🤖 AI Summary
This paper addresses the spatiotemporal calibration challenge for multi-view video in dynamic, multi-person scenes. We propose an end-to-end, markerless calibration method leveraging freely moving pedestrians. By modeling cross-view human motion as probabilistic point-set registration on the unit sphere, our approach jointly estimates camera rotation, translation, inter-camera time offsets, and person-level cross-view correspondences. Our key contribution is a novel temporal-geometric joint optimization framework that integrates monocular 3D pose estimation, unit-sphere projection, soft assignment matching, coplanarity constraints, and multi-view consistency regularization. Evaluated on both synthetic and real-world datasets, the method achieves sub-degree rotational accuracy (<1°) and sub-hundred-millisecond temporal synchronization precision—significantly outperforming existing calibration-free approaches. The framework is robust to unconstrained human motion and requires no specialized calibration objects, making it suitable for flexible deployment in practical surveillance and human motion analysis applications.
📝 Abstract
We propose a novel method for spatiotemporal multi-camera calibration using freely moving people in multiview videos.
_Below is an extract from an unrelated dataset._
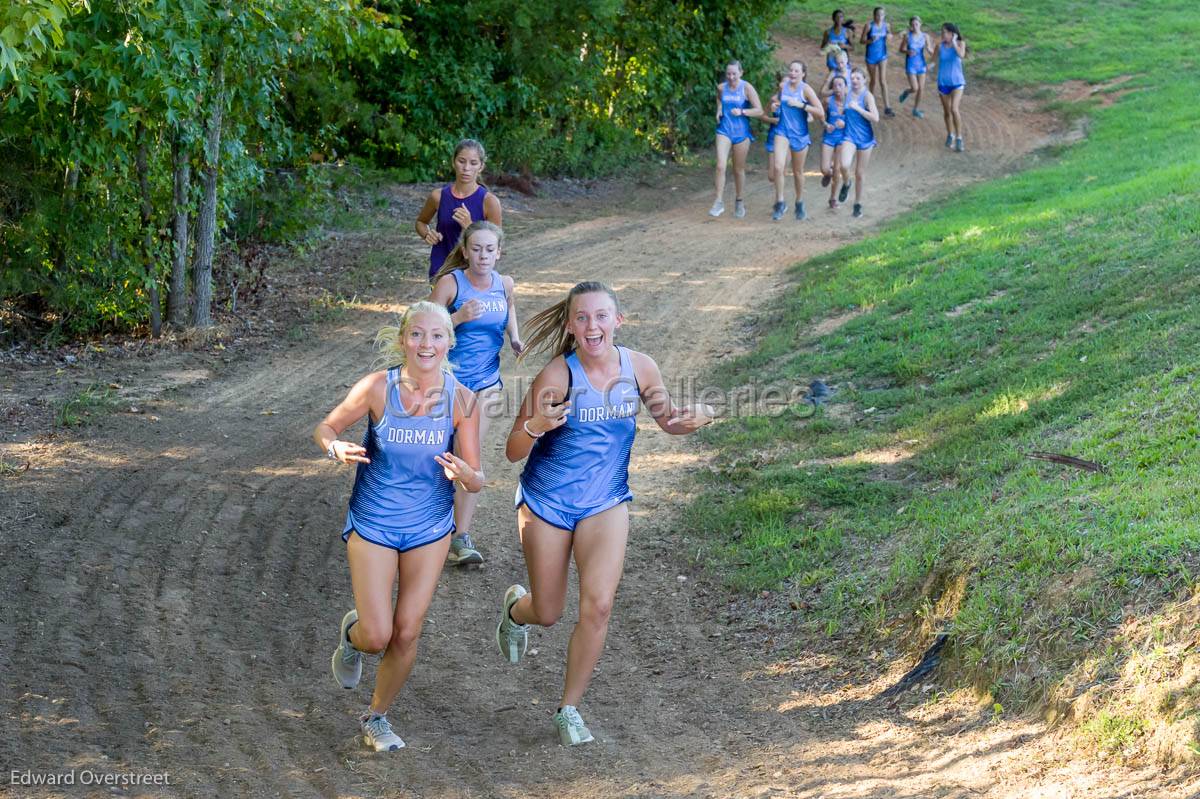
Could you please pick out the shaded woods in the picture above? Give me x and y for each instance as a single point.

Since calibrating multiple cameras and finding matches across their views are inherently interdependent, performing both in a unified framework poses a significant challenge. We address these issues as a single registration problem of matching two sets of 3D points, leveraging human motion in dynamic multi-person scenes. To this end, we utilize 3D human poses obtained from an off-the-shelf monocular 3D human pose estimator and transform them into 3D points on a unit sphere, to solve the rotation, time offset, and the association alternatingly. We employ a probabilistic approach that can jointly solve both problems of aligning spatiotemporal data and establishing correspondences through soft assignment between two views. The translation is determined by applying coplanarity constraints. The pairwise registration results are integrated into a multiview setup, and then a nonlinear optimization method is used to improve the accuracy of the camera poses, temporal offsets, and multi-person associations. Extensive experiments on synthetic and real data demonstrate the effectiveness and flexibility of the proposed method as a practical marker-free calibration tool.